The data alleviated some concerns over the Brexit impact on global growth, boosting both share prices on Wall Street and crude futures that have lost about 5 percent or more in the past two sessions.
Brent crude futures were up 48 cents, or 1 percent, at $48.44 a barrel by 12:56 p.m. EDT (1656 GMT), reversing a 1 percent drop from earlier in the day.
U.S. crude futures rose 51 cents, or 1 percent, to $47.11 a barrel, after hitting a session low at $45.92.
Oil prices also rose in anticipation that the U.S. government will report on Thursday a seventh straight weekly drop in crude stockpiles, traders said.
A Reuters poll forecast crude inventories fell 2.3 million barrels for the week ended July 1. The American Petroleum Institute (API) will issue its own report on domestic oil stockpiles at 4:30 p.m.
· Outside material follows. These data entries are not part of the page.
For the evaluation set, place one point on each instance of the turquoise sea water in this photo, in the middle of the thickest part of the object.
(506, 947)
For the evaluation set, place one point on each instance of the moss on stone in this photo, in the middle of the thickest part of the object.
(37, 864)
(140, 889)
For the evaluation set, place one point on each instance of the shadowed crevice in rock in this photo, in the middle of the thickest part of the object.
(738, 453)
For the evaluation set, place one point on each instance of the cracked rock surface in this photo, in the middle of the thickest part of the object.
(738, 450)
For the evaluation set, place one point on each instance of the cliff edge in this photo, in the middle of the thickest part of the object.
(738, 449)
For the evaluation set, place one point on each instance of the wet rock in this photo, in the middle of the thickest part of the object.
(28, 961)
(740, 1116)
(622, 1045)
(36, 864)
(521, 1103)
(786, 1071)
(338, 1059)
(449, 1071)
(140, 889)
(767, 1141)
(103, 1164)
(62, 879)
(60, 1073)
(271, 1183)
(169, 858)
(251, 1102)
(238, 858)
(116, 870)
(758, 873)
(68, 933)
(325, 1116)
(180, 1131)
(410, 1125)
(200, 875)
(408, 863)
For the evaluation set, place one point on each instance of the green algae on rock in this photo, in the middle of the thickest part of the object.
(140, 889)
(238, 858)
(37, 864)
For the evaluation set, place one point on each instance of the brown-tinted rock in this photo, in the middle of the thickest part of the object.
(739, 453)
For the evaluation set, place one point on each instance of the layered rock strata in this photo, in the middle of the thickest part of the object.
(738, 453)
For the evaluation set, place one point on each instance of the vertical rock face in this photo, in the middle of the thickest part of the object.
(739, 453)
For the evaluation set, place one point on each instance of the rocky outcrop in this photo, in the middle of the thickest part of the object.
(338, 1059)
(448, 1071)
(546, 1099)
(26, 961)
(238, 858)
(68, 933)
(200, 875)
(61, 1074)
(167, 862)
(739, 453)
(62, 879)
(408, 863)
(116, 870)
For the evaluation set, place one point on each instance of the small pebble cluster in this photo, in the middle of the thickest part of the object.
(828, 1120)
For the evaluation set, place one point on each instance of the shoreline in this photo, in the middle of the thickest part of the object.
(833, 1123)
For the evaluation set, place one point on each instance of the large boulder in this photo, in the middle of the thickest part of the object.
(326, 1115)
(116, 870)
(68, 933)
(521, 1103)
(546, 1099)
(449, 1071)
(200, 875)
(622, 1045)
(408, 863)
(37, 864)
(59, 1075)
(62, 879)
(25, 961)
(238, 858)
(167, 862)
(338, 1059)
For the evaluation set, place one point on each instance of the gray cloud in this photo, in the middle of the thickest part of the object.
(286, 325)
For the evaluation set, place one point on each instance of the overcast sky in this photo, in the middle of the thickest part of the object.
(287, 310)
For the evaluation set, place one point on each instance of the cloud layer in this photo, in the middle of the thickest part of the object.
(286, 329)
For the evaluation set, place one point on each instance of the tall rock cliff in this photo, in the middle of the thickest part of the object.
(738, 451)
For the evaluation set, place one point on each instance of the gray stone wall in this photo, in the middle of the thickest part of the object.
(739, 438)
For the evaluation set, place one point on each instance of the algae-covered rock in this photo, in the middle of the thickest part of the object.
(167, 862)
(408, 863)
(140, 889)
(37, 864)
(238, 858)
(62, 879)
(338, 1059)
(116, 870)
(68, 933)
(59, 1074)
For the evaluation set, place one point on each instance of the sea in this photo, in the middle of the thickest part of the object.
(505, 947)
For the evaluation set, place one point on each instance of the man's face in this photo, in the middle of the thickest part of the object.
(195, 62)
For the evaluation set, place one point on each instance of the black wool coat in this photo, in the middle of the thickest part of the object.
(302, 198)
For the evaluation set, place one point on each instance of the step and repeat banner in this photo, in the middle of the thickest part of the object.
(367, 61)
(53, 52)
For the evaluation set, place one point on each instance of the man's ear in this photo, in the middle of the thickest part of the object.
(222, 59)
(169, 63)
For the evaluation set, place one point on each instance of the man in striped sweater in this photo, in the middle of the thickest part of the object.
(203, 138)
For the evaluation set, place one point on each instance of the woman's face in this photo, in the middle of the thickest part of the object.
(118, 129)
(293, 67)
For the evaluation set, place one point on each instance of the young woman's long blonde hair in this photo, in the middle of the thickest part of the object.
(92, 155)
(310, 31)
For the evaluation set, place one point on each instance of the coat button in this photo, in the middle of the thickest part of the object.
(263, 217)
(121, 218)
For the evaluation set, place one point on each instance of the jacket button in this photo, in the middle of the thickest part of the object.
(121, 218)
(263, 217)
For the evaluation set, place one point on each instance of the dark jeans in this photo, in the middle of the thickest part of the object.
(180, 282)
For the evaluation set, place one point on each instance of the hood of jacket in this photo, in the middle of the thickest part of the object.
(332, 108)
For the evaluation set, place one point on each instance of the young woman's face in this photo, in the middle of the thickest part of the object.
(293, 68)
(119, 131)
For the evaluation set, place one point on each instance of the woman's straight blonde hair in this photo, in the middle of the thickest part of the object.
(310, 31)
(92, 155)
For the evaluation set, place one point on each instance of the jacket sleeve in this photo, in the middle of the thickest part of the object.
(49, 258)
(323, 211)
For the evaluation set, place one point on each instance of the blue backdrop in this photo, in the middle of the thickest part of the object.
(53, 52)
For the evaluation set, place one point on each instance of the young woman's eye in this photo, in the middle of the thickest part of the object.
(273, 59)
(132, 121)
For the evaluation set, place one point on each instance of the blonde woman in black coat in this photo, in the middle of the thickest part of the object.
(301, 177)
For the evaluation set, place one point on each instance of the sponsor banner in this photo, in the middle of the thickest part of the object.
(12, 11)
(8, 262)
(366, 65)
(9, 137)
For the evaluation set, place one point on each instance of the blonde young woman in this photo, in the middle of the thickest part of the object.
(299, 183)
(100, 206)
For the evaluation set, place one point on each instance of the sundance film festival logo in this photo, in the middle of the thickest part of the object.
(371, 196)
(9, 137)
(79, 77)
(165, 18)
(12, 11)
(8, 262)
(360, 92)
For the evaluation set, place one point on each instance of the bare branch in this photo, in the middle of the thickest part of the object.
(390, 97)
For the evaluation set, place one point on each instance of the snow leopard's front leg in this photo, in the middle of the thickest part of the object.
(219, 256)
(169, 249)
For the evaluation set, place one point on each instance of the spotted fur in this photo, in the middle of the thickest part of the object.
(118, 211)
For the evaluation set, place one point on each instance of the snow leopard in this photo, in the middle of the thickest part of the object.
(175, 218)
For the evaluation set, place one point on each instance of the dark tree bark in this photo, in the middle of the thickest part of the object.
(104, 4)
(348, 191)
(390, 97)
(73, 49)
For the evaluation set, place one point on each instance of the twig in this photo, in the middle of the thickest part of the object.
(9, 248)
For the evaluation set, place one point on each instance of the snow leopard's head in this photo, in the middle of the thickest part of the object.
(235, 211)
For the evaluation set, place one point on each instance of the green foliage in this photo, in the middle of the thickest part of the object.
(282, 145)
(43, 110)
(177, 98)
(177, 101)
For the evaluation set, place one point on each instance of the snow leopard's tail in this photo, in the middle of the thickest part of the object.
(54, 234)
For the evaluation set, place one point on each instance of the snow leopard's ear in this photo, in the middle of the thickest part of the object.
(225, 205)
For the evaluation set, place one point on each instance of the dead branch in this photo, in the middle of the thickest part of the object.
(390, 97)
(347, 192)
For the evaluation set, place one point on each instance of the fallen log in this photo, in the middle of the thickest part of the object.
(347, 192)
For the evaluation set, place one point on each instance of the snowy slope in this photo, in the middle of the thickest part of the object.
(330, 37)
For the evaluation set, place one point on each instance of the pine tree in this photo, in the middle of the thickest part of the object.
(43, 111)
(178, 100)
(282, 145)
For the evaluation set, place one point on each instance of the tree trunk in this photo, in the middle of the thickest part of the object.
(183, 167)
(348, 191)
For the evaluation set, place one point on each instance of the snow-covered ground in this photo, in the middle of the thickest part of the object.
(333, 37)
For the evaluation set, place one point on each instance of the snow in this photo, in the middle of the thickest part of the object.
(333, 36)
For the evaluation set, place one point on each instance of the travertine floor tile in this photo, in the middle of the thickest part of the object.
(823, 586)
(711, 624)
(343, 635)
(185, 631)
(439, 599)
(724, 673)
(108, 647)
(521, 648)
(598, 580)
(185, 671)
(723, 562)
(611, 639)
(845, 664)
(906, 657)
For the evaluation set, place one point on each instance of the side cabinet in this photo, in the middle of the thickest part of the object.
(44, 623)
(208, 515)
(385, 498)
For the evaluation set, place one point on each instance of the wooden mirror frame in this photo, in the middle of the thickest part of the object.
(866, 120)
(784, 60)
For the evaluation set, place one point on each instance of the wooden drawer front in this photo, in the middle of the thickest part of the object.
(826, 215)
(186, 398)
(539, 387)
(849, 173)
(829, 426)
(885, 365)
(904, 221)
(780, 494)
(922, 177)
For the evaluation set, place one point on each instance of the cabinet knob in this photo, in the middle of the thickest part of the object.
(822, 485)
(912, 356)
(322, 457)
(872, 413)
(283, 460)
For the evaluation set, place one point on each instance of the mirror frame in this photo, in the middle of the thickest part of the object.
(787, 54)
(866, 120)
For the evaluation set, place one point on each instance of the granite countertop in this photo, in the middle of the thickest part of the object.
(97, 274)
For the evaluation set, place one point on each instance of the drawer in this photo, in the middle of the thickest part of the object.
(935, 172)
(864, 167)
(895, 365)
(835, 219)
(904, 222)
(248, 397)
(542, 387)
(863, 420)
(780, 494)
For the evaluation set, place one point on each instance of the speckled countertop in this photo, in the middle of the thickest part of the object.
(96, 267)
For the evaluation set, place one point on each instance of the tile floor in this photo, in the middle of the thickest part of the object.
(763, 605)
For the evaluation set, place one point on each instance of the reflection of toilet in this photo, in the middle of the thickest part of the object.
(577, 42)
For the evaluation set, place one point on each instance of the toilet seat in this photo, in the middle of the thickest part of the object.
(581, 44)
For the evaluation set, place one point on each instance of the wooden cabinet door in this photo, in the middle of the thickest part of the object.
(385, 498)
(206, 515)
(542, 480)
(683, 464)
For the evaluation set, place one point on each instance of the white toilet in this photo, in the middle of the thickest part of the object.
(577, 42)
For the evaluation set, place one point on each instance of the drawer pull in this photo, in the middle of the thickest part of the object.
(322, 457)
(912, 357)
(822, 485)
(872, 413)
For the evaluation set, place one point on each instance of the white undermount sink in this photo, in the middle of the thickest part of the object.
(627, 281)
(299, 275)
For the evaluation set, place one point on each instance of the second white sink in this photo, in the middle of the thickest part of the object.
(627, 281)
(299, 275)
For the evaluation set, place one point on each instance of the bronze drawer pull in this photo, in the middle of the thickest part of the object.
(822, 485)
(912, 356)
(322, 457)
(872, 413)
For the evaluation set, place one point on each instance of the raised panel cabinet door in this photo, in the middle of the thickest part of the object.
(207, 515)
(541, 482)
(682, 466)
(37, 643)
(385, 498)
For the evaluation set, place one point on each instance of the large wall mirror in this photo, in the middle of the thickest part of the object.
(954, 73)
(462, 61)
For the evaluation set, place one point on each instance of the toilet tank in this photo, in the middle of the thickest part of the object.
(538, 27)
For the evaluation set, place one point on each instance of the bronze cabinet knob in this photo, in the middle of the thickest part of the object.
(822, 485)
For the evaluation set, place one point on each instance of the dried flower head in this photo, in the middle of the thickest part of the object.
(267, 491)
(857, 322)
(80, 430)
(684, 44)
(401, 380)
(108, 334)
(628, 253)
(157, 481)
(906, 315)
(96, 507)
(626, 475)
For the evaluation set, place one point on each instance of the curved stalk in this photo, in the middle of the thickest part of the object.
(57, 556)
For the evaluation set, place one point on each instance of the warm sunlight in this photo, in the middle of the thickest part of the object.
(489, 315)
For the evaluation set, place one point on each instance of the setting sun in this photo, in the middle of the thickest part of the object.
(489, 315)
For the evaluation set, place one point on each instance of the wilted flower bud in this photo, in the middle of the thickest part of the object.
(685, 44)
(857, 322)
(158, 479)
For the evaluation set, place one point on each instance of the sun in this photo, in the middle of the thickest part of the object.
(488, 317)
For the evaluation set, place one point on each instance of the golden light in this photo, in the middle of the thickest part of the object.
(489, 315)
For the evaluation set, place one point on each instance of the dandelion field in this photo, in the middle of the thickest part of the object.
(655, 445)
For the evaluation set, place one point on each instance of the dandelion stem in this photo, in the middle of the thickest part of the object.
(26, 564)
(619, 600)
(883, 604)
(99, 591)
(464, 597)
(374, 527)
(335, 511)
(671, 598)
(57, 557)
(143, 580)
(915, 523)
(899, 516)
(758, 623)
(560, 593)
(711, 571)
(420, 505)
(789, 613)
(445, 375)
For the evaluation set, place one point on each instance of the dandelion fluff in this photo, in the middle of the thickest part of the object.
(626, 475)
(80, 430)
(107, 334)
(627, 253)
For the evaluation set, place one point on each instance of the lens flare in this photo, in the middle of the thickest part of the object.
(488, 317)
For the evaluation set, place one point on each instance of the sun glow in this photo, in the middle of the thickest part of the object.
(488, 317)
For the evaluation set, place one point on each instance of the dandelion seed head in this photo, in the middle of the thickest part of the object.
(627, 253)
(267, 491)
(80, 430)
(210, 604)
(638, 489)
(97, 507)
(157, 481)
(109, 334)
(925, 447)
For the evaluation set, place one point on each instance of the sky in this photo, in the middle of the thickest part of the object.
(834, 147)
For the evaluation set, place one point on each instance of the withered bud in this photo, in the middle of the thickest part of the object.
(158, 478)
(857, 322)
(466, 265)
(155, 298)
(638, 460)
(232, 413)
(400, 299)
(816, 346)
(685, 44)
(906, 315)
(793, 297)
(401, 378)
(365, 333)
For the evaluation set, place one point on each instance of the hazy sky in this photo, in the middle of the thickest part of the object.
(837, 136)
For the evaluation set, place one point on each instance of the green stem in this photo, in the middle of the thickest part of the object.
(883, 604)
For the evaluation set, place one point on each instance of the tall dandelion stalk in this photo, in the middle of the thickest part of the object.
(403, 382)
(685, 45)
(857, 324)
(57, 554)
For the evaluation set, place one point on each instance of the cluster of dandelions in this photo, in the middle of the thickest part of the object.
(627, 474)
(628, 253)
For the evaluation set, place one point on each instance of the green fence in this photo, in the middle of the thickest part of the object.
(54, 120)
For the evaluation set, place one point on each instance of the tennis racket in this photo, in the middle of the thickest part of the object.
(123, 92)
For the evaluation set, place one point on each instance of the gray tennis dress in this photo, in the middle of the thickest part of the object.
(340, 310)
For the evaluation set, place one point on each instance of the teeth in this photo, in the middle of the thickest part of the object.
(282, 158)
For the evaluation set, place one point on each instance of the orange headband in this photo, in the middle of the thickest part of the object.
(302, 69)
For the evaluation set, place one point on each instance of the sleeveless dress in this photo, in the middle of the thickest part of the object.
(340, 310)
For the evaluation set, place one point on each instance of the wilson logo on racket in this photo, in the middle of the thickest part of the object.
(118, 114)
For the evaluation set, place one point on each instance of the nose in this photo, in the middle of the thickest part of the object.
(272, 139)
EDT (2030 GMT), before Thursday's official data.
"Big selloffs before oil statistics have a tendency to get some correction and that's what we saw today," said Pete Donovan, broker at Liquidity Energy in New York.
Crude futures fell earlier on worries of U.S. gasoline oversupplies.
The profit for turning U.S. crude into gasoline <1RBc1-CLc1>, known as the gasoline "crack," hit a February low under $13 a barrel, amid the motor fuel's glut and despite record number of motorists expected to have hit the roads during the July 4 holiday weekend.
Gasoline stocks in the U.S. East Coast, home to the New York Harbor which serves as delivery point for the motor fuel, hit a record high of 72.5 million barrels for the week ended June 24. Vessels carrying gasoline-making components could not unload at New York Harbor this week due to lack of space.
Jitters over Brexit had also weighed on oil as the pound hit 31-year lows after three British property funds were suspended amid a rush of redemptions by investors.
"Neither the gasoline glut nor Brexit is going away for now," said David Thompson, executive vice-president at Washington-based commodities-focused broker Powerhouse. (By Barani Krishnan; Additional reporting by Libby George in London and Aaron Sheldrick in Tokyo; Editing by Chris Reese and Marguerita Choy)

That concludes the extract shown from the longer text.